Personal Development

How to Survive Loss

I wrote this years ago after my younger brother died and I feel compelled to share it now in the wake of the bus accident in Humbolt, Saskatchewan near my hometown, which took the lives of 15 young hockey players. I hope you find it helpful, please feel free to share with friends.

On Grieving

There is a time when the world will come along and it will reach inside of you and lay a cold hand on your heart. It will pull from you some essential piece of yourself and you will no longer know how to be in the world. This loss will leave you lost. A whisper in your ear will say, “So, this is loss, this is the emptiness they speak of when grief comes to call.” And you will know.

You are not alone. As much as you feel like you are the only person who has ever cracked open with the depth of a grief that could not possibly be survived, I promise you, you are not alone. Others have travelled this path before you and have emerged whole.

They have climbed the mountain of grief on bloodied knees and come to a place where grief has not conquered them, but instead has become a companion, walking every step of the journey alongside them.

 

Although many have gone before you and many will come after you, grief is a journey we all walk alone, finding our own way up the mountain. This is the map from my own journey that I offer you to navigate through a darkness with no light. So that however you travel, you will find yourself at the top of the mountain, arrived in a place where your heart has broken open rather than closed.

You are allowed to cry, to ache, to break open with the sadness that is in you. You are allowed to let other people down to take care of yourself. To be afraid, to feel lonely, to be hopeless and full of fear. To cry for days, to grieve your losses and fall apart. You are allowed to turn off the phone and pull down the blinds and eat popcorn and watch bad movies. You are allowed to escape. To try and forget this aching pain. You are allowed to feel this devastation at the depths of who you are and to let it break you open and take you closer to your own centre. You are allowed to cry in public. You are allowed to not cry at all. To want to forget and escape. To be angry. To feel sorry for yourself and rail at the injustice of the world.

You are allowed to ask people to touch you or to not touch you, to bring you food or to leave you alone. You are allowed to talk incessantly about this loss, this unbearable grief. To wail out at the unfairness of it all. To weep often and uncontrollably. Life is messy. Death is messy. You are allowed to be messy. And in the midst of the messiness, know that you are complete and whole and you will survive and come together again. Yes, you will be different than you were before. Closer to your centre, more raw, more real, messier.

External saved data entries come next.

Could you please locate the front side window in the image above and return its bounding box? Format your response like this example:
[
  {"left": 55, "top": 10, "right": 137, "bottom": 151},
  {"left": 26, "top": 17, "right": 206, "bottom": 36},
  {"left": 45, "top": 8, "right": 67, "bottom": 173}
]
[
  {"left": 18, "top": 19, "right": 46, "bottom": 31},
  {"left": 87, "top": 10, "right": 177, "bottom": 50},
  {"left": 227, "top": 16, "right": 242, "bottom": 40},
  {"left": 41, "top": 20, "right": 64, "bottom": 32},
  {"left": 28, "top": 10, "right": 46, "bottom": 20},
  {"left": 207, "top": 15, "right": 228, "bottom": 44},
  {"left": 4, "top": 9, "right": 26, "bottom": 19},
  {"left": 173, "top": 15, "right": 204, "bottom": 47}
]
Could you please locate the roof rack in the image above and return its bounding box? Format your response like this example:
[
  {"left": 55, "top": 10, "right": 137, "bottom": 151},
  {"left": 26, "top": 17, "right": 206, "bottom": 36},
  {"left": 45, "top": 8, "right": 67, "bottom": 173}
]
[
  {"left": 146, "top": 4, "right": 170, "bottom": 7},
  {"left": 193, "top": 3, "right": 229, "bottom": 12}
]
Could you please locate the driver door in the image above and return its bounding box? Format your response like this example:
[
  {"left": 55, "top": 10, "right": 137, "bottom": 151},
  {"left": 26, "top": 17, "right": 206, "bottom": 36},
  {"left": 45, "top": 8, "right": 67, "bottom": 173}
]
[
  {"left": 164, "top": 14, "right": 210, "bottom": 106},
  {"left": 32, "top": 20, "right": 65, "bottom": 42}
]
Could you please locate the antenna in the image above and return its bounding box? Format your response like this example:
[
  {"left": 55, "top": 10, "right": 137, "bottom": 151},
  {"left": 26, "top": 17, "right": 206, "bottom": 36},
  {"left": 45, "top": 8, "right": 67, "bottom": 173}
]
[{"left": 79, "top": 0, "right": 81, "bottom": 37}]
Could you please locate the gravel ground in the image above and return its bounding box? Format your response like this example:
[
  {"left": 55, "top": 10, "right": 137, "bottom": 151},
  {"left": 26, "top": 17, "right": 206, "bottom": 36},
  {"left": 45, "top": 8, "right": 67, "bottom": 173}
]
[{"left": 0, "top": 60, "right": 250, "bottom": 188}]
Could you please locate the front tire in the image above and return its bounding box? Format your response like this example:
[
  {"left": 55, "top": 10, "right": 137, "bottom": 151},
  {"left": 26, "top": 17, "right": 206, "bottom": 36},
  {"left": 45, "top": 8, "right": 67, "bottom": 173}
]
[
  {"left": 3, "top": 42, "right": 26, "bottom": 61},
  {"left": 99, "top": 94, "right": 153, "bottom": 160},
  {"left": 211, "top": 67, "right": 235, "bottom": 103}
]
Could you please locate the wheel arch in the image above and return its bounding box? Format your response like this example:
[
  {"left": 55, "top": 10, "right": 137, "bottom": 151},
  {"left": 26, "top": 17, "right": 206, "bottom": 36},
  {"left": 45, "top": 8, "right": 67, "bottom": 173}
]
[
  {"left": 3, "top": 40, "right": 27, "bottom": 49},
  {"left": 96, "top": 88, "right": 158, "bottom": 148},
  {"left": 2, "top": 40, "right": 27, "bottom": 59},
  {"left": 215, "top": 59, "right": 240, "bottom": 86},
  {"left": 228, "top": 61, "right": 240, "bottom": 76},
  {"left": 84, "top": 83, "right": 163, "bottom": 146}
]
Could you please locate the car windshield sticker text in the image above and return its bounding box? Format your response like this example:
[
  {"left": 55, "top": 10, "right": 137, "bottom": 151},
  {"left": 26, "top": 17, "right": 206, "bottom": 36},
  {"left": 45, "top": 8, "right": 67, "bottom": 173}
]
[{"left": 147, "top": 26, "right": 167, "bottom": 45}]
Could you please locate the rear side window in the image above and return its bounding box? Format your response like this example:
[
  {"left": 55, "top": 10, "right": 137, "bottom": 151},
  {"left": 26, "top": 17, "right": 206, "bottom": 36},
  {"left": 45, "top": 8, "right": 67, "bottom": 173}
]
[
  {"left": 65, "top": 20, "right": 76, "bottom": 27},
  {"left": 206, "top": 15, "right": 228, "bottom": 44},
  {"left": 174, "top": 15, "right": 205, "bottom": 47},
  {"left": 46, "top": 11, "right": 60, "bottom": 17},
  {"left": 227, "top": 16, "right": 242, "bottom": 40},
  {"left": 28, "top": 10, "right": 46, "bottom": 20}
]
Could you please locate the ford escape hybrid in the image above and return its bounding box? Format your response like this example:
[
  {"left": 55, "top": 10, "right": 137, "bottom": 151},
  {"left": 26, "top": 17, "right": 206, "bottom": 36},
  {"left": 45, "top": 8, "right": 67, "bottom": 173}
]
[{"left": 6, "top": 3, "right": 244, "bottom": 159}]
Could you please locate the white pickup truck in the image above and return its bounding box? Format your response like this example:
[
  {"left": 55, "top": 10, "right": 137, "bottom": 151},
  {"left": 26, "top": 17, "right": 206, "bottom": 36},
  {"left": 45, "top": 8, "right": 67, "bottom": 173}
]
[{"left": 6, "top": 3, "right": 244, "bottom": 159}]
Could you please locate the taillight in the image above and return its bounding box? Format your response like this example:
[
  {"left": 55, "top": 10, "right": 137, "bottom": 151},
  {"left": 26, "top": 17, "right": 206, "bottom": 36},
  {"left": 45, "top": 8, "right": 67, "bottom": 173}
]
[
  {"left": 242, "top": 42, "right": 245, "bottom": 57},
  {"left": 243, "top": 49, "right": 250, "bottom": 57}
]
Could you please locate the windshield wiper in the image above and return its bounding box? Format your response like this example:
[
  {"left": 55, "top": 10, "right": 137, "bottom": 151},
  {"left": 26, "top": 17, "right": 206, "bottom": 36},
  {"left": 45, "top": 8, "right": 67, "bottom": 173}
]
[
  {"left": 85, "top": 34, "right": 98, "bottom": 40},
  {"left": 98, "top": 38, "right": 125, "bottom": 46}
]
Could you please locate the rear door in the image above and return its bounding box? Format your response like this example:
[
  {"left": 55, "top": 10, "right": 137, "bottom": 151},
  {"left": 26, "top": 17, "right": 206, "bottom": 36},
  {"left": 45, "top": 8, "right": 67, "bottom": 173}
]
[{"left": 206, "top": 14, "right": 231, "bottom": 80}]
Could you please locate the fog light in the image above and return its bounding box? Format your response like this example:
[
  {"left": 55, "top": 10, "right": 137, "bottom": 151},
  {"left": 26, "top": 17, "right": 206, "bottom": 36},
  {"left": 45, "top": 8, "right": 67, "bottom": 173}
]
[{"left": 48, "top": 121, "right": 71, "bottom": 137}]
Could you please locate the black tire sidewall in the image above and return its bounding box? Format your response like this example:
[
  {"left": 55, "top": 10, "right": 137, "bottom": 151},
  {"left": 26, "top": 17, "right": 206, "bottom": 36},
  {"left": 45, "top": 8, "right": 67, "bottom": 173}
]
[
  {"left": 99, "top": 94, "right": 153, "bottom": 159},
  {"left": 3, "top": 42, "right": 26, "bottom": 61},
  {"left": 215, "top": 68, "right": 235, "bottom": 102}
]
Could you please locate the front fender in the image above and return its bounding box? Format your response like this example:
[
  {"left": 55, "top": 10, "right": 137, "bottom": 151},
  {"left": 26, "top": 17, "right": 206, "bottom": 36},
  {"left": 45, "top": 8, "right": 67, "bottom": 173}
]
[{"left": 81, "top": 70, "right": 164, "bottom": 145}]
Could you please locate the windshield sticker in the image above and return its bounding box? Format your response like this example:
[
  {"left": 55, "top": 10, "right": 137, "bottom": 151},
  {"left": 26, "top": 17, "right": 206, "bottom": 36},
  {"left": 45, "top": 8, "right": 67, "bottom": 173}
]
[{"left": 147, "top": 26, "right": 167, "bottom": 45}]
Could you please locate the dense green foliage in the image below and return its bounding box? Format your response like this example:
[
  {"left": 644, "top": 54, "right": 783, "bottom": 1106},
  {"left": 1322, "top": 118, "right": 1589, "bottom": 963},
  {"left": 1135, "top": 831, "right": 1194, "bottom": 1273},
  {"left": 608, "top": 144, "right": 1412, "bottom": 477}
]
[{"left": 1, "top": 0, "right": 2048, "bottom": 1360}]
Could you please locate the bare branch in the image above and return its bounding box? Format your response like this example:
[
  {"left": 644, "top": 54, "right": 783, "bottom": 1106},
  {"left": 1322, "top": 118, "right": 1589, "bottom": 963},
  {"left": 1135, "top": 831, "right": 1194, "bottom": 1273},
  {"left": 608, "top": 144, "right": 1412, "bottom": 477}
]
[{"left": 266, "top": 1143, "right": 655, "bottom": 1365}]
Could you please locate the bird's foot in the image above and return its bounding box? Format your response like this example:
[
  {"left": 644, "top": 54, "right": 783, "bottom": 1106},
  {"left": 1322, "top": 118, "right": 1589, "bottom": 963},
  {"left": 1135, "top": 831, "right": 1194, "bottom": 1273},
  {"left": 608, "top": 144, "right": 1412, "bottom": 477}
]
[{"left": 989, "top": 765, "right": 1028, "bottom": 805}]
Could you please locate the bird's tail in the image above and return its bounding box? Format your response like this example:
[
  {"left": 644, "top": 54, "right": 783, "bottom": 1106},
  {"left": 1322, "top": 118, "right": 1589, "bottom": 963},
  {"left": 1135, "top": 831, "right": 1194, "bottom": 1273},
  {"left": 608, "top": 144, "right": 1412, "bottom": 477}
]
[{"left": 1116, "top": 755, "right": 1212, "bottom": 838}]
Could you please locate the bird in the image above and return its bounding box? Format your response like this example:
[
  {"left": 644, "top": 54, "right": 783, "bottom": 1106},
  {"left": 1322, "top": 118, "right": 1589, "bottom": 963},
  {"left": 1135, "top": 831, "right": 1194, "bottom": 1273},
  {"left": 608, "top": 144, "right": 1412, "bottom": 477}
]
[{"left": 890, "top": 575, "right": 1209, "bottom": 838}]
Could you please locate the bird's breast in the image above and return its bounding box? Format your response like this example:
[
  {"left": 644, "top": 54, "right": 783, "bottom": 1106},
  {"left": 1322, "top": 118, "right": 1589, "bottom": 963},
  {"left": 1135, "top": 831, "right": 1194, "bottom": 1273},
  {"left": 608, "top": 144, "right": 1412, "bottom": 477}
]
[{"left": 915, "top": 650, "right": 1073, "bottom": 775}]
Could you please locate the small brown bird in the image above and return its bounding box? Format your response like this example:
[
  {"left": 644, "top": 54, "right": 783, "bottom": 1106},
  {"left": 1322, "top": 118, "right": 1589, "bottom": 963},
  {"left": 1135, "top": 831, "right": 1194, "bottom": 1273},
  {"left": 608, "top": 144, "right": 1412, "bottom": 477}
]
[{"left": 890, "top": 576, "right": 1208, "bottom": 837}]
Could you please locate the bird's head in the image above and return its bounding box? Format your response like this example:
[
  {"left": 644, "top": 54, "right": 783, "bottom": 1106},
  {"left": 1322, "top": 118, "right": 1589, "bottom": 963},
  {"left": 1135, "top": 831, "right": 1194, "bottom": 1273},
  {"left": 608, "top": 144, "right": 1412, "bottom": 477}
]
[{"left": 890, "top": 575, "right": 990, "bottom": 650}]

You too, will carry grief with you for the months and years to come. It will shift and change with the movement of time but it will be there, some of your happiest moments will be tinged with sadness, what might have once caused you pain will fail to hurt you because you have a perspective borne of loss. Grief will be your life’s companion and it will make your life richer, your love and relationships deeper and more potent, because you know now what loss can do and who you can become in the face of loss.

You are allowed to do anything you want to right now. You are allowed to be lost and sad and momentarily incomplete. To do what you want, when you want, how you want. You are allowed to feel your pain and your grief and your sorrow. To be angry at the world for all that you have lost, including precious parts of yourself. You are allowed to do everything wrong. To be imperfect. And still perfectly lovable. You are allowed to get lost in this grief, to feel it deeply and disappear into it. To take a sick day or two or ten.

But only temporarily because life with all its beauty, rawness and messiness is waiting. Waiting for your full attention so it can show you a stunning sunset, the northern lights, a child’s giggle, a wild ocean, a branch enfolded by frost, a tulip opening in the springtime, a raindrop on a perfect spider-web. Life is waiting to show you its gentleness as well as its harshness. It is waiting for you to heal enough to open to the beauty around you. So a friend can wrap her arms around you and another can bring you a beautiful meal, a song can touch you and move you not to tears but to dancing, the smile of a stranger can fill you with a warmth you had forgotten was possible.

Your life is waiting to give you one small gift after another. You can again embrace life with all its beauty and its messiness,

knowing it is absolutely and completely yours. Because you have survived it, over and over, you have survived the intensity of all that your life gives you, you have dived into it, immersed yourself in it and been opened to yourself and the world around you. When you’re ready, when your heart has broken open to the world, your beautiful, painful, messy life is waiting with open arms to give you all the gifts of yourself.

Walk into it, slowly, trusting life to heal you with the same love that has broken you open. Carry that love with you and hold it up to the light and when the tears come, let the tears come, and when the joy comes, let the joy come. Let it all come, let it all fall out into your centre and live your life from that centre. Because you know now, what the world can take from you, and you know also, what the world can give you. This knowing makes everything sacred. So go into the world with all your hard-won wisdom and your broken open heart full of love and grief and wonder and live the gifts that are yours and yours alone.